King was exposed to the deaf world when he was coaching gymnastics at the YMCA in Louisiana. A 12-year-old deaf boy wanted to join King’s team. King had never met a deaf person before this time, and didn’t know how he was going to communicate with the boy.
“We wrote notes back and forth. I told him he could join the team, and he started teaching me a handful of signs. He taught me to finger-spell, and subsequently he introduced me to members of the deaf community by inviting me to a deaf club meeting in Charleston, La.,” King said.
From there he drove to Baton Rouge and visited the Louisiana School for the Deaf, attended football games and observed classes there. Coupled with these experiences and the boy on his gymnastics team, he recognized that it was something he was really interested in, and decided he wanted to be a part of it.
He applied to do his master’s at Eastern New Mexico University, was accepted and began the program in deaf education. In New Mexico he completed his student teaching and from there he got to where he is today.
“I never took a sign class. I learned from the deaf community. They were my teachers,” King said.

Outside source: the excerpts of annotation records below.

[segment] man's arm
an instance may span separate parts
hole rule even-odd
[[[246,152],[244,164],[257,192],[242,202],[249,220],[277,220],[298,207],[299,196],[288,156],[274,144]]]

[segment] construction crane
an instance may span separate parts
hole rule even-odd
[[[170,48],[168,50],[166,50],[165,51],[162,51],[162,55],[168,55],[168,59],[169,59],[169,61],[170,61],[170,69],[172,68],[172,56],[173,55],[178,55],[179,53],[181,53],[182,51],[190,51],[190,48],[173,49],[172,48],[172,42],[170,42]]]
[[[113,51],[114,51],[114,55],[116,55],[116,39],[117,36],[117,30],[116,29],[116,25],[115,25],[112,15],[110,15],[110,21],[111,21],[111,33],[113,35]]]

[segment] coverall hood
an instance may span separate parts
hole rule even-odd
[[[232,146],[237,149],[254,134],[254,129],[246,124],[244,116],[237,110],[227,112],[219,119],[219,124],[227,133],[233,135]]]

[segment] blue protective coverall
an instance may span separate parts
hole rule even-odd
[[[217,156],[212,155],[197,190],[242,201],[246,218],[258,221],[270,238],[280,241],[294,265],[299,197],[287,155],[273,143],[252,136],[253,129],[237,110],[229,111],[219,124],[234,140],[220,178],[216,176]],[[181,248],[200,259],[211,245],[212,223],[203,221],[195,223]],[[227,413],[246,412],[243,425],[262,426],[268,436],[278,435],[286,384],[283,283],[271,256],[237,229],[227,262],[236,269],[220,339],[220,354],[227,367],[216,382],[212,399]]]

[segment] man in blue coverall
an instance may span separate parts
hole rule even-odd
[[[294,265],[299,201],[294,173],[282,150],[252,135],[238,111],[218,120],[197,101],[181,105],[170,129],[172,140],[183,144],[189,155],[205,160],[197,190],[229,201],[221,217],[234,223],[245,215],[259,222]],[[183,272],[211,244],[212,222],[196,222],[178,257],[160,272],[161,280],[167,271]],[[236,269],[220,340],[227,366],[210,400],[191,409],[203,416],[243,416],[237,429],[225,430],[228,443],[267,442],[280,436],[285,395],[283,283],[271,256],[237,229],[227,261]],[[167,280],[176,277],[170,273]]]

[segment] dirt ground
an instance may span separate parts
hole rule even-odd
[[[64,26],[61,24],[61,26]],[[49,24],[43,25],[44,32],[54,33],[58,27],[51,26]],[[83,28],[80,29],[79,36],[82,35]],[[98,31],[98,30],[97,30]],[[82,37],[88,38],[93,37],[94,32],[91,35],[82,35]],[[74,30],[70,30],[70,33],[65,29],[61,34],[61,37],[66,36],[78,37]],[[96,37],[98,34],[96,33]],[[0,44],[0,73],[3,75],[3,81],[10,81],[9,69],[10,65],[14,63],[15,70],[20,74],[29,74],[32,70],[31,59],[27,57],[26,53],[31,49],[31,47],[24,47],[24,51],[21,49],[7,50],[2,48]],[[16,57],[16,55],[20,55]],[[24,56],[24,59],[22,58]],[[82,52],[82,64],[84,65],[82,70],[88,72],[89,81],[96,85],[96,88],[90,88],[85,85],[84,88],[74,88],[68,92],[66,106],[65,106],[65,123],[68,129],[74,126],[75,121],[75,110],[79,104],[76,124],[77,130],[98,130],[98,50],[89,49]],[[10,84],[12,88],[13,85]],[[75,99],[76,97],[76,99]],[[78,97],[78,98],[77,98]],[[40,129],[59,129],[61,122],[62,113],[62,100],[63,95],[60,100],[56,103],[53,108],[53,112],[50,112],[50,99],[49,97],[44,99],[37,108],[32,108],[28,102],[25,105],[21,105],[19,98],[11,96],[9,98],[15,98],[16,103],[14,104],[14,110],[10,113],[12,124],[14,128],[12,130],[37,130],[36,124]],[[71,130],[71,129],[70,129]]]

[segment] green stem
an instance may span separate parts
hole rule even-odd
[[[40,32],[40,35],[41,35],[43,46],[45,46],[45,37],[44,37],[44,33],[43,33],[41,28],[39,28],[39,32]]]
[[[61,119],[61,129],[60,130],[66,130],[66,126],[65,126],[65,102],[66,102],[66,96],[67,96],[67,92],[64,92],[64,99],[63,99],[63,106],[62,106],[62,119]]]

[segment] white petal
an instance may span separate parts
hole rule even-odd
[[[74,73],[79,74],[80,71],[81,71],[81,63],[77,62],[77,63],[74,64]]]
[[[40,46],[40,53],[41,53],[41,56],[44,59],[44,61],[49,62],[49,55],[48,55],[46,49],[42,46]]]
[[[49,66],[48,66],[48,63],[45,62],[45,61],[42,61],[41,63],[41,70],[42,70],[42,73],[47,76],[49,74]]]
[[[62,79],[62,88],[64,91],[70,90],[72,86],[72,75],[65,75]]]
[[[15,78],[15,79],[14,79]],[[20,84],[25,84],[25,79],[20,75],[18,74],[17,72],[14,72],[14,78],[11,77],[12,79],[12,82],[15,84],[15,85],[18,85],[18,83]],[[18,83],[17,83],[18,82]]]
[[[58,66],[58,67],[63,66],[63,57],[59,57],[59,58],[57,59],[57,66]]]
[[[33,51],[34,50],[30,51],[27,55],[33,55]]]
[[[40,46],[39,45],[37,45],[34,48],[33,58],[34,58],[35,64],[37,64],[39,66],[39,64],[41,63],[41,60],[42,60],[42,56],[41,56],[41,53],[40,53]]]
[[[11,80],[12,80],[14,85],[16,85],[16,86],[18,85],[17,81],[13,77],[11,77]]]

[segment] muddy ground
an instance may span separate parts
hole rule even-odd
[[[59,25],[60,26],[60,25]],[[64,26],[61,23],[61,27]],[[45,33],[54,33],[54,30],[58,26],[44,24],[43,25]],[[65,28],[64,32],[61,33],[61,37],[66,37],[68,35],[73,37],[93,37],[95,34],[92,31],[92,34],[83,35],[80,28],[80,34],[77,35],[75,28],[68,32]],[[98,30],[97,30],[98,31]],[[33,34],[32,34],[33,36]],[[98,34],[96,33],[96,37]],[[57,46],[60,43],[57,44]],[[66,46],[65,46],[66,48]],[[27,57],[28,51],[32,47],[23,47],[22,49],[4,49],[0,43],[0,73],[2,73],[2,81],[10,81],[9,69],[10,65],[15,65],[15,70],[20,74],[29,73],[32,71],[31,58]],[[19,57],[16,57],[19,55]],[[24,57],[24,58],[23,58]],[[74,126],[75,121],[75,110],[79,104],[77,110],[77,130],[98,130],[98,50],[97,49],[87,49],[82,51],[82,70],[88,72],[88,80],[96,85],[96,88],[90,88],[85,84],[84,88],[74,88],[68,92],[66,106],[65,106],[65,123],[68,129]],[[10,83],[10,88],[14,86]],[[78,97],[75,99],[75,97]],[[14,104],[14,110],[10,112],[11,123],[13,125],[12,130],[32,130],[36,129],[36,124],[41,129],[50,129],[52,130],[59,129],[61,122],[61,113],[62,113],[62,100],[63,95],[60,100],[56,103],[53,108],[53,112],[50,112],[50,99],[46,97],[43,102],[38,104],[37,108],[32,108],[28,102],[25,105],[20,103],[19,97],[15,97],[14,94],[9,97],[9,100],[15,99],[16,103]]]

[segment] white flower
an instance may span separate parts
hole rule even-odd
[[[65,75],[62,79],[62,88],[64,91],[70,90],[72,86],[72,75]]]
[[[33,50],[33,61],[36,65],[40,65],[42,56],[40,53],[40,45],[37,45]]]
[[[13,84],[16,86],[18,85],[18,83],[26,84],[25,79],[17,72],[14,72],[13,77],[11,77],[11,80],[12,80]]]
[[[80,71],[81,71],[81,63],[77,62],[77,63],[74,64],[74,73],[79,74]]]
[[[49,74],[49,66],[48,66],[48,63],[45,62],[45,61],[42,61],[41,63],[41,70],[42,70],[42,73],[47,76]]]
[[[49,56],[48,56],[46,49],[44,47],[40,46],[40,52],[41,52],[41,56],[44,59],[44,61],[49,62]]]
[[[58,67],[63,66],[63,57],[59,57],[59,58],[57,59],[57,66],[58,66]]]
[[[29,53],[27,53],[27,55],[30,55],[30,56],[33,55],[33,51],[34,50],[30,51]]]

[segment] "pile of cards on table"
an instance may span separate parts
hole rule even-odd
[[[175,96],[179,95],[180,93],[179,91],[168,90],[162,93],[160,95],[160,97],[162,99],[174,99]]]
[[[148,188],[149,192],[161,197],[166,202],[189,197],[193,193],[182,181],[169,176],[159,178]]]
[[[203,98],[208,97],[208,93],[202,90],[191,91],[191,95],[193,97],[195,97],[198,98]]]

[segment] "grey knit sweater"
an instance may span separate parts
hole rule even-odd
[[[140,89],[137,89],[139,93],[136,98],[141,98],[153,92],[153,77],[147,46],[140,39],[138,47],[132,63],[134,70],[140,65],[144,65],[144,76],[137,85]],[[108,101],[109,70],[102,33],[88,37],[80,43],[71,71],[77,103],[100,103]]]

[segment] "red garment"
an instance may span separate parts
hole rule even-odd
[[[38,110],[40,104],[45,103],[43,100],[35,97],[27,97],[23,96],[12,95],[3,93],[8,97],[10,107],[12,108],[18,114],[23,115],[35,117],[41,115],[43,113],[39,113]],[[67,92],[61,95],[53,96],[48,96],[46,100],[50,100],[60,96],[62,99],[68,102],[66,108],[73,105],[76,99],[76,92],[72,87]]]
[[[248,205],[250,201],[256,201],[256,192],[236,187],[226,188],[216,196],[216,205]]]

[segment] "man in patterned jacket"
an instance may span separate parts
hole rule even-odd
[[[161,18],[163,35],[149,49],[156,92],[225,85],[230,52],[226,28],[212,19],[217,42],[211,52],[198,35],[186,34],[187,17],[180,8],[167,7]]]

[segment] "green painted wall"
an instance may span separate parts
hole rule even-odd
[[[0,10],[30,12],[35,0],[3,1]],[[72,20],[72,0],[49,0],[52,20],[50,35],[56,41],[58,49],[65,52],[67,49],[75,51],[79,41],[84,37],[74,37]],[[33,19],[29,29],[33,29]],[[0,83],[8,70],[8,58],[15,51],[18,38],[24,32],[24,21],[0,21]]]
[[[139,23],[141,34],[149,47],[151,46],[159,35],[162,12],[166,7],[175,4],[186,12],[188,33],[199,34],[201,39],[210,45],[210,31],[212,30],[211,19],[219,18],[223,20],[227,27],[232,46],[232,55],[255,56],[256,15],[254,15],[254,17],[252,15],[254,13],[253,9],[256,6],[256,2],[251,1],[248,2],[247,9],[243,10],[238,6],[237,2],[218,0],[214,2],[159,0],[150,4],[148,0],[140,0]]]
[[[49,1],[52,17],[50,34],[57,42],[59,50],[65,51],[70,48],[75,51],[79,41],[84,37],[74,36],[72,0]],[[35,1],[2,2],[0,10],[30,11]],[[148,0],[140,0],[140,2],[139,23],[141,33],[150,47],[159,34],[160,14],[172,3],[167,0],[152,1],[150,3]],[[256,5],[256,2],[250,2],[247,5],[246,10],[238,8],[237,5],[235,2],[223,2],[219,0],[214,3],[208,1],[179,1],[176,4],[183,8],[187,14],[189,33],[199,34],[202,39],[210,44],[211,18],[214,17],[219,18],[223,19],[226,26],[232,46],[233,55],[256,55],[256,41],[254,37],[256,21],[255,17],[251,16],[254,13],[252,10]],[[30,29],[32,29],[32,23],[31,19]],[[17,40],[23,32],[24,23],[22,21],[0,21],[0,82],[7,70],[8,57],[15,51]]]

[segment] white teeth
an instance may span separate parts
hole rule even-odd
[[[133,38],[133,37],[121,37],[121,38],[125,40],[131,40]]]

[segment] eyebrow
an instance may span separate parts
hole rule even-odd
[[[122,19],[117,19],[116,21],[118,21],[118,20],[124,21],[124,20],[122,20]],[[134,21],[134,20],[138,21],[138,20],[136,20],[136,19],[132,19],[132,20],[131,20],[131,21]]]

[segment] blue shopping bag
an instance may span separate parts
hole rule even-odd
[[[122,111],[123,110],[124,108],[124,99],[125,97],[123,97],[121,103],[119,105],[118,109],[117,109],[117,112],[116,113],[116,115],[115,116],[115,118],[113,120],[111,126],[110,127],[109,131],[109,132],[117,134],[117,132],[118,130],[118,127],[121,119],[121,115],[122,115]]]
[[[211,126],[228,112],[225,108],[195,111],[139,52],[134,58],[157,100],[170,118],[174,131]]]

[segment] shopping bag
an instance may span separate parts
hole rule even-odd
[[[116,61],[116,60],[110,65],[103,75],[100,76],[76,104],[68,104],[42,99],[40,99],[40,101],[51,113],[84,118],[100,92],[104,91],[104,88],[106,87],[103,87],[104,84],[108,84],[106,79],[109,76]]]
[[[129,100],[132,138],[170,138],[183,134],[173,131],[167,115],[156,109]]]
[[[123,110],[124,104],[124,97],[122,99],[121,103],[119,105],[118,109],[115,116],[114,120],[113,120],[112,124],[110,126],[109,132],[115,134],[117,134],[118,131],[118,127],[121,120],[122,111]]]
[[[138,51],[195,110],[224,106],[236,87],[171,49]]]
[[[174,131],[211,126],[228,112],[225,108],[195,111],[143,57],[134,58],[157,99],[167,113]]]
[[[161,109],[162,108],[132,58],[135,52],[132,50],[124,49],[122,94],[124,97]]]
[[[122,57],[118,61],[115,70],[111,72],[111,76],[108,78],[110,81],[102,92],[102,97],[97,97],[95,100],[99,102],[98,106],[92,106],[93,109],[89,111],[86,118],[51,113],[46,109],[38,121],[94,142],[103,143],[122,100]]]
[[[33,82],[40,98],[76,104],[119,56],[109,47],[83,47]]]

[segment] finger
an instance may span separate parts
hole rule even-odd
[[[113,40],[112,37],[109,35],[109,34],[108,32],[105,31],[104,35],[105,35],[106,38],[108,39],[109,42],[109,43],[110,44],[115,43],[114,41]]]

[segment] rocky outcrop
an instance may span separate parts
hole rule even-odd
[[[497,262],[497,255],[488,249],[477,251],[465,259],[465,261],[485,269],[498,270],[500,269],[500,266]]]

After all of the years he has been teaching, King has a lot of experience at the front of the classroom. He says that the most challenging part of being a professor is to “consistently turn out high quality, well-trained teachers that will get out there in the profession and make a difference in the lives of deaf children, as well as in the profession.”
Even though it is hard to imagine King doing something other than deaf education, he said he would probably be involved in natural resources if he wasn’t where he is today. He said he might be doing something in the fisheries or wildlife programs or something like park management.
King loves teaching his students how to teach others.
“The most humbling experience, and there is a number of them, is when my students who are out there teaching now or who have become teachers or college professors themselves contact me or stay in touch. And they tell me that I influence their lives,” King said.
He took a two-year sabbatical and went to Mexico, outside Guadalajara, where he trained teachers of the deaf. He got involved in this program while he was teaching at Lamar University in Beaumont, Texas. After teaching in Mexico, he transferred to El Salvador in the 80s during the civil war that was going on there.
“I was the only gringo silly enough, or stupid enough to go to El Salvador at this time. It was a tough time for the country, and it was a dangerous time,” he said.
Traveling all over the world, King became fluent in American, Mexican, Salvadorian and Honduran sign language, and he acquired a little bit of Chinese Sign Language. He can also speak Spanish and a small amount of French.
In his traveling to developing countries and teaching teachers for the deaf, he said that he always learns far more from them than he teaches.
When King isn’t traveling the world or teaching future teachers of the deaf, he likes to get a bite to eat at some of his favorite restaurants in Cache Valley. One could probably find him at Angie’s, Café Sabor, El Toro Viejo or at a small Salvadorian restaurant, Pupuseria.
King said the advice he would give to students at USU is, “Don’t become a clone of other people’s expectations. Become who you were intended to be, become who you are.”